Die Nervosität unter den europäischen Airlines und insbesondere bei der Swiss ist gross: Seit dem 1. Juni fliegt die Etihad täglich von Abu Dhabi nach Zürich. Was die Nonstop-Verbindung für die weitere Entwicklung der Passagierströme aus der Schweiz nach Asien bedeutet, ist klar: Seit dem kometenhaften Aufstieg arabischer Fluggesellschaften haben sich diese bereits dramatisch verschoben. Dramatisch aus Sicht europäischer und asiatischer Airlines. Immer mehr europäische Fluggäste wählen fü̈r ihre Reise in den asiatischen Raum eines der arabischen Unternehmen, zumal diese mit ausgezeichneten Produkten und äusserst kundenfreundlichen Preisen überzeugen. Neben Etihad fliegen mit Emirates, Qatar und Oman Air gegenwärtig gleich vier Airlines vom Golf in die Schweiz. Und über ihre Hubs in Abu Dhabi, Dubai, Doha und Muscat bieten sie ihren Fluggästen ausgezeichnete Verbindungen nach Asien an. Den Zwischenstopp am Golf erleben viele Reisende nicht als Nachteil, sondern als willkommene Pause, um die Beine zu vertreten oder ihre Ferien mit einem interessanten Kurzaufenthalt zu bereichern.
Während die Emirates ihren Dienst bereits 1985 mit Flügen von Dubai nach Mumbai, Delhi und Karachi aufnahm, wurde die Etihad erst 2003 gegründet. Als Staatsairline mit Sitz in der Hauptstadt der Vereinigten Arabischen Emirate verfügt sie über noch mehr (finanzielle) Möglichkeiten als die aktuell grössere Fluggesellschaft aus Dubai. Die Verantwortlichen in Abu Dhabi haben im Ausbau des Streckennetzes der Etihad denn auch eine atemberaubende Geschwindigkeit an den Tag gelegt. Beteiligungen bei Air Berlin, Virgin Australia, Air Serbia, Air Seychelles, Air Lingus, Jet Airways und Etihad Regional sowie die angedachte Zusammenarbeit mit Alitalia zeugen von einer kompromisslosen Wachstumsstrategie.

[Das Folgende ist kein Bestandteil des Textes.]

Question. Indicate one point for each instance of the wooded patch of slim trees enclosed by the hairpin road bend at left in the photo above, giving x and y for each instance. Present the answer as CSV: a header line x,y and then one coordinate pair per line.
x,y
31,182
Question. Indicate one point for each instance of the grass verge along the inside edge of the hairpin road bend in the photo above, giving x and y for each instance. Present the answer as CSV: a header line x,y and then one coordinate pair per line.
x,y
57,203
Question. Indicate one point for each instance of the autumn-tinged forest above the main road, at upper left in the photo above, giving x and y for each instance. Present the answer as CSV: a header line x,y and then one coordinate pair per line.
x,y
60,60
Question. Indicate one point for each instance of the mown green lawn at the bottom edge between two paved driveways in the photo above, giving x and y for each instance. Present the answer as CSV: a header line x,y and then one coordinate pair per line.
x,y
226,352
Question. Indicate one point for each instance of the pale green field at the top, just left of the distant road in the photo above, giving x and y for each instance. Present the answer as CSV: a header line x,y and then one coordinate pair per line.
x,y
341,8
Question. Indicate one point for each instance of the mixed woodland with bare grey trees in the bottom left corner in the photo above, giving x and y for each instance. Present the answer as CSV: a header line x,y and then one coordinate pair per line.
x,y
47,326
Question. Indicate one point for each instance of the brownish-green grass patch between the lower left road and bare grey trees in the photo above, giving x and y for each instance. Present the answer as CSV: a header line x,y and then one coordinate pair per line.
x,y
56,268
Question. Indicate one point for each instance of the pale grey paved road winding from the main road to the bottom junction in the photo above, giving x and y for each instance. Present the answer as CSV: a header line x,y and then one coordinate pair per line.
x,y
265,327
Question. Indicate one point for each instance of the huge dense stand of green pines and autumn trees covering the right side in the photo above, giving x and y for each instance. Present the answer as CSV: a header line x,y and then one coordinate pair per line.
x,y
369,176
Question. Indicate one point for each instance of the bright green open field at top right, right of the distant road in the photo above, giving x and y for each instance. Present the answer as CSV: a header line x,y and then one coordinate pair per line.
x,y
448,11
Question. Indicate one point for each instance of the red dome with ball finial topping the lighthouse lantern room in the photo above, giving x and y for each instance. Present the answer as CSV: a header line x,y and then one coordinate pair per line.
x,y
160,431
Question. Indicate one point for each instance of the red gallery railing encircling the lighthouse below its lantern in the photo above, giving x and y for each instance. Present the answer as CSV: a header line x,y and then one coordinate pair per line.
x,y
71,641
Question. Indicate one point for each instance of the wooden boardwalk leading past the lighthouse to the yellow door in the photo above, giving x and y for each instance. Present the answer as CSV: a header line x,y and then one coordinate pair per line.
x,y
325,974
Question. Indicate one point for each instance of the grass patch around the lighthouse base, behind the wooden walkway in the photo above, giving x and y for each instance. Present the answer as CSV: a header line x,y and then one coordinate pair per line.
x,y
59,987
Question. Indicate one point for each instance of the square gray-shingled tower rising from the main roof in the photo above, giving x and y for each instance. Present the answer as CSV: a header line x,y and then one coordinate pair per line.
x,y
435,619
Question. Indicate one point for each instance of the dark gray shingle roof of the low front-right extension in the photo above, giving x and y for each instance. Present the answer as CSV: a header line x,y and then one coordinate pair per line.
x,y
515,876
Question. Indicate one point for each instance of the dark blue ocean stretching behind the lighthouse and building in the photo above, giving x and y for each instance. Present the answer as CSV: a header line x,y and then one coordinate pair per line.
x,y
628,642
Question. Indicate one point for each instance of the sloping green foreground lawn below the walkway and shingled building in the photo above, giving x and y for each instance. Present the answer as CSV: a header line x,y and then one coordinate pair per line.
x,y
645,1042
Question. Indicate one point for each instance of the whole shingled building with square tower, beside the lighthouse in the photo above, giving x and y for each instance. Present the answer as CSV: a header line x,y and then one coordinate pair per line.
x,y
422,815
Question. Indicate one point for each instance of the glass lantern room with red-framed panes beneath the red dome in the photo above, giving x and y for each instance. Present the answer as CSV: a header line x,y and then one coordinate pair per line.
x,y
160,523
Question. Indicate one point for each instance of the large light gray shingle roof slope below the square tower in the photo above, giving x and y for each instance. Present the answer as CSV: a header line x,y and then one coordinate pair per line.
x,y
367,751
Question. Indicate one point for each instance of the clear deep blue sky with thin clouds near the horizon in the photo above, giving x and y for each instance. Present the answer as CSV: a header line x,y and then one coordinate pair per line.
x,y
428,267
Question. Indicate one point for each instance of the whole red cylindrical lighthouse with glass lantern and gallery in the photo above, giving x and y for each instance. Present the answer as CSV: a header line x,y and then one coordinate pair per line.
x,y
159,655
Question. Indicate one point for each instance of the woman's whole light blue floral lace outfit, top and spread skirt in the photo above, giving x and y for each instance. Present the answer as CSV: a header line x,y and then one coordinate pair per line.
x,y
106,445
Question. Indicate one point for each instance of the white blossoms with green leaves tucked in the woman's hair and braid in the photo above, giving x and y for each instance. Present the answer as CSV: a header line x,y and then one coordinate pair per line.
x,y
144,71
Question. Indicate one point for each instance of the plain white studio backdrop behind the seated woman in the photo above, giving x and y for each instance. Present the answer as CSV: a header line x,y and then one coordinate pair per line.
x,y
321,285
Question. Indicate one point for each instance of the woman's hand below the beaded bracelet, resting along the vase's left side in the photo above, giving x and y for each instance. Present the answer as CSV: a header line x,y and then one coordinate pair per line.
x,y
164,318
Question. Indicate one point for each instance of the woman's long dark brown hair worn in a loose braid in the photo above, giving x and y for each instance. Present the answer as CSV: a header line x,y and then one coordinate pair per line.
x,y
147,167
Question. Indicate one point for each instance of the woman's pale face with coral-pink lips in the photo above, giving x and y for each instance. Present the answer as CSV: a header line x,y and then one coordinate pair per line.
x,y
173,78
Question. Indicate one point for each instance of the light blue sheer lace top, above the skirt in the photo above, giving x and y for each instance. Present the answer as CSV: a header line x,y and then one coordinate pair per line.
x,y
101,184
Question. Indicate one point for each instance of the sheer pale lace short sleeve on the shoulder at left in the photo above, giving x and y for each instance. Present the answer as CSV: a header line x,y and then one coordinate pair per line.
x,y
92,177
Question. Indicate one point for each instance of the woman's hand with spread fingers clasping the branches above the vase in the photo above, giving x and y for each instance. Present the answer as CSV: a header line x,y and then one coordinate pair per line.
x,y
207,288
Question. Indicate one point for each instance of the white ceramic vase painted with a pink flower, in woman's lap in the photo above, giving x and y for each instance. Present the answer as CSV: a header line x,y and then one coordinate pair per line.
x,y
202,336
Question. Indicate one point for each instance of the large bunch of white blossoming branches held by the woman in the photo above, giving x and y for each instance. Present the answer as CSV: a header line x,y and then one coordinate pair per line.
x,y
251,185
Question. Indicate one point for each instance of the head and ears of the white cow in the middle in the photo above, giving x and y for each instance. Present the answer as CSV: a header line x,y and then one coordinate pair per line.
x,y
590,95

Europäische und asiatische Airlines müssen sich vor dem Hintergrund des ungebrochenen Expansionsdurstes der Carrier am Golf warm anziehen. Ein hervorragendes Produkt und eine intelligente (Nischen-)Strategie allein reichen nicht mehr aus, um im hart umkämpften Flugmarkt bestehen zu können. Im globalen Wettbewerb werden europäische Airlines nur dann überleben, wenn sie auch auf der Kostenseite konkurrenzfähig sind. In der Schweiz beispielsweise bilden die vergleichsweise hohen Gebühren für Flughäfen und Flugsicherung sowie die Saläre am Boden, in der Kabine und im Cockpit nicht zu unterschätzende Wettbewerbsnachteile. Verständlich also, dass der Chef der Swiss, Harry Hohmeister, unermüdlich versucht, den Gewerkschaften und dem Flughafen Zürich ins Gewissen zu reden. Es drängt sich gar die Frage auf, ob es überhaupt sinnvoll ist, aus einer Hochpreisinsel heraus eine international tätige Airline zu betreiben. Zumal zahlreiche Mitbewerber der Swiss in der Lage sind, mit einer tieferen Kostenstruktur ebenso gute Produkte und Verbindungen anzubieten.